Walthamstow’s EMD cinema has now relaunched as Mirth, Marvel and Maud, with the site now set to play host to a line-up of both live entertainment and cinema screenings before the end of the year.

However, the venue has had a long, and at many times troubled past. Tom Barnes takes a look at the history of the iconic Hoe Street cinema. 

Public entertainment was first brought to cinema site in Hoe Street in 1887, when the Victoria Music Hall opened.

For 20 years, the music hall was a space where Walthamstow residents could enjoy dances, concerts and plays.

However, things changed at the turn of the Twentieth Century, when moving pictures became the new form of popular entertainment.

The first film was screened at the Victoria in 1896 and the building was converted to become the area’s first dedicated cinema 11 years later in 1907.

In 1930, the site was completely redeveloped and the Grade II* listed building which stands today was constructed.

Media mogul Sidney Bernstein opened the Granada cinema at the site, including a gigantic 2,700 seat cinema screen, one of the chain’s largest.

One of the most popular features of the cinema was its interiors, decorated with extravagant Baroque and Moorish designs.

The cinema became an important part of the community and may have contributed more to British cinema than most would imagine.

It is believed that the site was a favourite spot of a young Alfred Hitchcock, who was born and grew up nearby in Leytonstone.

Throughout the 1950s and 1960s, the Granada operated as a “cine-variety” destination, screening films and also hosting live entertainment.

During this time, some of the biggest names in the music world graced the cinema’s stage, including The Beatles, The Who, The Rolling Stones, James Brown, Little Richard and Roy Orbison.

In 1968, the stalls area at the bottom of the cinema was closed, but film-lovers could continue watching movies from the hall’s upper balcony.

The last live show at the Granada took place in 1973, before the hall was divided to create two smaller screens. 

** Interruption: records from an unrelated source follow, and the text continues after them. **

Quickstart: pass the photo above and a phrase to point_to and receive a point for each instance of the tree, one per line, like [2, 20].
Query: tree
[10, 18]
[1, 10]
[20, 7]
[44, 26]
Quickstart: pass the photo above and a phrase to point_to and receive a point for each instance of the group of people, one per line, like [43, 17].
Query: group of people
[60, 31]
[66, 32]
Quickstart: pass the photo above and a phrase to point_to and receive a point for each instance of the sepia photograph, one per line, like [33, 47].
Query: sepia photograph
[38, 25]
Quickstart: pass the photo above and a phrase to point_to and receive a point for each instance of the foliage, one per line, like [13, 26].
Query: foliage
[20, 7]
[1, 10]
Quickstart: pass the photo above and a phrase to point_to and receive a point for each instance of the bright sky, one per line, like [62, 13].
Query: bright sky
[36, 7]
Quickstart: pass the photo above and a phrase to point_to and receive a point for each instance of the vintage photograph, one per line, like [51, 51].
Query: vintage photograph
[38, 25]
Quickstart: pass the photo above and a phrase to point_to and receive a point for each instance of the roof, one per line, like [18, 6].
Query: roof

Between 1989 and 2000, the cinema changed ownership several times, being bought by Cannon cinemas, Virgin and ABC, before it was purchased by Odeon.

Less than a year after Odeon took on the cinema, it was sold to businessman Mohan Sharma and rebranded as an EMD Cinema.

A clause in the sale of the site prevented films in the English language being screened at the cinema, leading to a campaign against the decision.

Odeon relented to public pressure the following year and allowed English language screenings to take place.

However, the building was closed in 2003 and bought by the Universal Church of the Kingdom of God, which planned to turn the site into a church.

The plans led to more than 10 years of legal wrangling over the future of the cinema, with the church seeing three separate planning applications rejected by Waltham Forest council. 

The building soon fell into decay, as it stood dormant for more than a decade.

Finally, last year, pub chain Antic agreed a deal to buy the cinema and has renovated the space, renaming it as Mirth, Marvel and Maud.

The restoration work means Waltham Forest residents will soon be able to once again see a film or watch a show at the historic building.